Com a mudança da atmosfera intelectual que se seguiu à ascensão do pensamento socialista, contudo, o endividamento estatal não só passou a ser tido como conveniente, como também ganhou justificação ética na obra de Keynes e sua escola. Para os keynesianos, a dívida estatal (e também a inflação) é um importante instrumento "anticíclico" na promoção do "pleno emprego" pela qual o Estado benevolente substitui os particulares egoístas na tarefa de manter o "investimento agregado" no ponto em que a "demanda efetiva" gera a absorção de toda a força de trabalho disponível. Esses sofismas, como não poderia deixar de ser, acabaram libertando os políticos de todos os escrúpulos e o resultado foi a explosão e a eternização do endividamento estatal em proporções ciclópicas em todo o planeta. O governo dos Estados Unidos, com seu passivo de seis trilhões de dólares, é hoje o maior devedor do mundo. A economia mundial pode a qualquer momento ser soterrada por essa montanha de dívidas.

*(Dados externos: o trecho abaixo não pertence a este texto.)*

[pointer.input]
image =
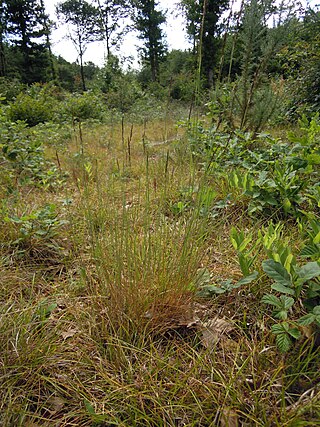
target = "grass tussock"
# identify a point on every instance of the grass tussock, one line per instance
(101, 320)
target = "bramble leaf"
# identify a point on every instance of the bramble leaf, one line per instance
(277, 272)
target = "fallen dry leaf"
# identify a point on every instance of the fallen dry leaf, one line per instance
(56, 404)
(214, 330)
(69, 334)
(229, 418)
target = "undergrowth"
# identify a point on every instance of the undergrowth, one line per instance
(134, 281)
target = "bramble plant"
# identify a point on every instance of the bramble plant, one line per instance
(294, 283)
(37, 229)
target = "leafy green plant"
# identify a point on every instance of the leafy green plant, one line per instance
(37, 229)
(83, 107)
(23, 150)
(299, 283)
(246, 255)
(30, 110)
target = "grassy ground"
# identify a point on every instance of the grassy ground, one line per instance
(100, 321)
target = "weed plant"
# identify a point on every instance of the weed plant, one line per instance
(116, 333)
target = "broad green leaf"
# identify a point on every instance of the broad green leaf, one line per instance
(277, 272)
(246, 280)
(309, 271)
(287, 264)
(272, 300)
(283, 289)
(280, 328)
(316, 310)
(282, 315)
(306, 320)
(287, 302)
(295, 333)
(283, 342)
(316, 239)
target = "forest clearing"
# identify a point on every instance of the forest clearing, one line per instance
(160, 229)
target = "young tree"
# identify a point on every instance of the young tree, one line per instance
(47, 24)
(202, 19)
(24, 27)
(147, 20)
(84, 26)
(111, 12)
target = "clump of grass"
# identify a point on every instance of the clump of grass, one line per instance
(115, 335)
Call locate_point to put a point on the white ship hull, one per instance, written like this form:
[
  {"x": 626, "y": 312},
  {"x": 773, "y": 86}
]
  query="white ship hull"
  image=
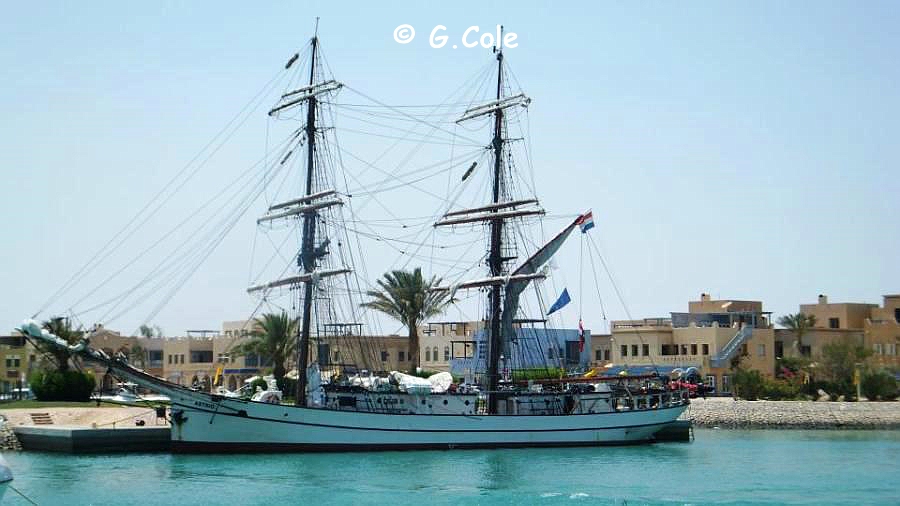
[{"x": 208, "y": 424}]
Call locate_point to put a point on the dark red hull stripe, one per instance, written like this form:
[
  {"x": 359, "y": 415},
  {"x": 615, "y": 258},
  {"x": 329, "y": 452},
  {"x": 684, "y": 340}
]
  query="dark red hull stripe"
[
  {"x": 347, "y": 427},
  {"x": 208, "y": 447}
]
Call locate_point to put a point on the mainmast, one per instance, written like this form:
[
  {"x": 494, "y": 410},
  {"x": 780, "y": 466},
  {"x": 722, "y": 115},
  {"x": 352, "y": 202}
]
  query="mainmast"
[
  {"x": 495, "y": 257},
  {"x": 307, "y": 259},
  {"x": 496, "y": 213},
  {"x": 309, "y": 206}
]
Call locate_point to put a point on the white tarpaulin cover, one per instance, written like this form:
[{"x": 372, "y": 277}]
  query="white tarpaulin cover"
[
  {"x": 411, "y": 384},
  {"x": 440, "y": 382}
]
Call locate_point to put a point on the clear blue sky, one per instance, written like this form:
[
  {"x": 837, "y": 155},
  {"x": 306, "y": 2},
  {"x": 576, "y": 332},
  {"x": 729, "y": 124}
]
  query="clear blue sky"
[{"x": 743, "y": 149}]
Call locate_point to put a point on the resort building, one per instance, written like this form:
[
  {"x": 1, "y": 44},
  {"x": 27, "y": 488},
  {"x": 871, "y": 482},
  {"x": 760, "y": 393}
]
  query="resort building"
[
  {"x": 710, "y": 336},
  {"x": 882, "y": 331},
  {"x": 439, "y": 342},
  {"x": 17, "y": 360},
  {"x": 876, "y": 328}
]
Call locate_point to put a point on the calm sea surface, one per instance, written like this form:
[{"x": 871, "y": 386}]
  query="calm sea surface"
[{"x": 722, "y": 467}]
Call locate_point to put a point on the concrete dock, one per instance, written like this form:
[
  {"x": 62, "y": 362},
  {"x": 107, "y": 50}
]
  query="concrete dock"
[{"x": 87, "y": 440}]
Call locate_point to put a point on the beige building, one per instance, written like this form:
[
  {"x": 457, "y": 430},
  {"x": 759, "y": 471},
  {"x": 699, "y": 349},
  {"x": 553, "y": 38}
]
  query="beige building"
[
  {"x": 710, "y": 336},
  {"x": 601, "y": 350},
  {"x": 876, "y": 328},
  {"x": 17, "y": 359},
  {"x": 882, "y": 331}
]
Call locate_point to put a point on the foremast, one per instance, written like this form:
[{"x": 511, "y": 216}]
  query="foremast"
[{"x": 307, "y": 259}]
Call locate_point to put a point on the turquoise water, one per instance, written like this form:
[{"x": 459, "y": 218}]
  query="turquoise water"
[{"x": 723, "y": 467}]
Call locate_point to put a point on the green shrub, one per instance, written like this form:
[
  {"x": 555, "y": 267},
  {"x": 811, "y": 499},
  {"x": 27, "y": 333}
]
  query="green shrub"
[
  {"x": 70, "y": 385},
  {"x": 748, "y": 384},
  {"x": 781, "y": 390},
  {"x": 879, "y": 385}
]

No Brasil a situação não é diferente. A limitação do financiamento inflacionário do Estado desde 1994, sem que sequer se cogitasse da redução dos gastos estatais, causou a escalada da carga tributária e da "dívida soberana". Na imprensa e nas universidades, embora se fale no assunto, abusa-se do jargão em análises sobre o "alongamento do perfil" e a "proporção dívida/PIB". Mas a questão em si mesma do direito do Estado de se endividar nunca é discutida. Uma exceção aparente deu-se na campanha da CNBB contra o pagamento da dívida externa. Acontece que os bispos e padres dessa entidade não falam em nome de Cristo e do Papa, e sim de Karl Marx e de Fidel Castro. A crítica desse pseudocatolicismo, portanto, não impugna o endividamento estatal como inerentemente imoral por implicar em confisco de propriedade privada e violação da liberdade individual. Até porque os clérigos socialistas não reconhecem categorias como propriedade privada e liberdade individual, nem mesmo a existência de indivíduos autônomos e de uma Moral absoluta. Eles pensam em termos de classes: classe capitalista exploradora e classe trabalhadora explorada. E no Estado como ente divinizado e onipotente, instrumento da vontade geral e da justiça social. O problema, então, não é o poder estatal de contrair dívidas avalizadas pelo patrimônio alheio, já que para a CNBB toda propriedade é coletiva (logo estatal), e sim o fato de que a "dívida pública" atual teria sido contraída em benefício da classe exploradora capitalista à custa da classe explorada. Trata -se, pois, de uma falsa crítica sob o enfoque de uma falsa moral.
É necessária uma crítica genuína e radical do privilégio iníquo do Estado de se endividar à custa de quem trabalha, assim como de muitos outros privilégios e da própria instituição estatal em si mesma. A alternativa é a progressiva estatização de toda a cultura e o sufocamento da própria civilização. Isto já aconteceu antes.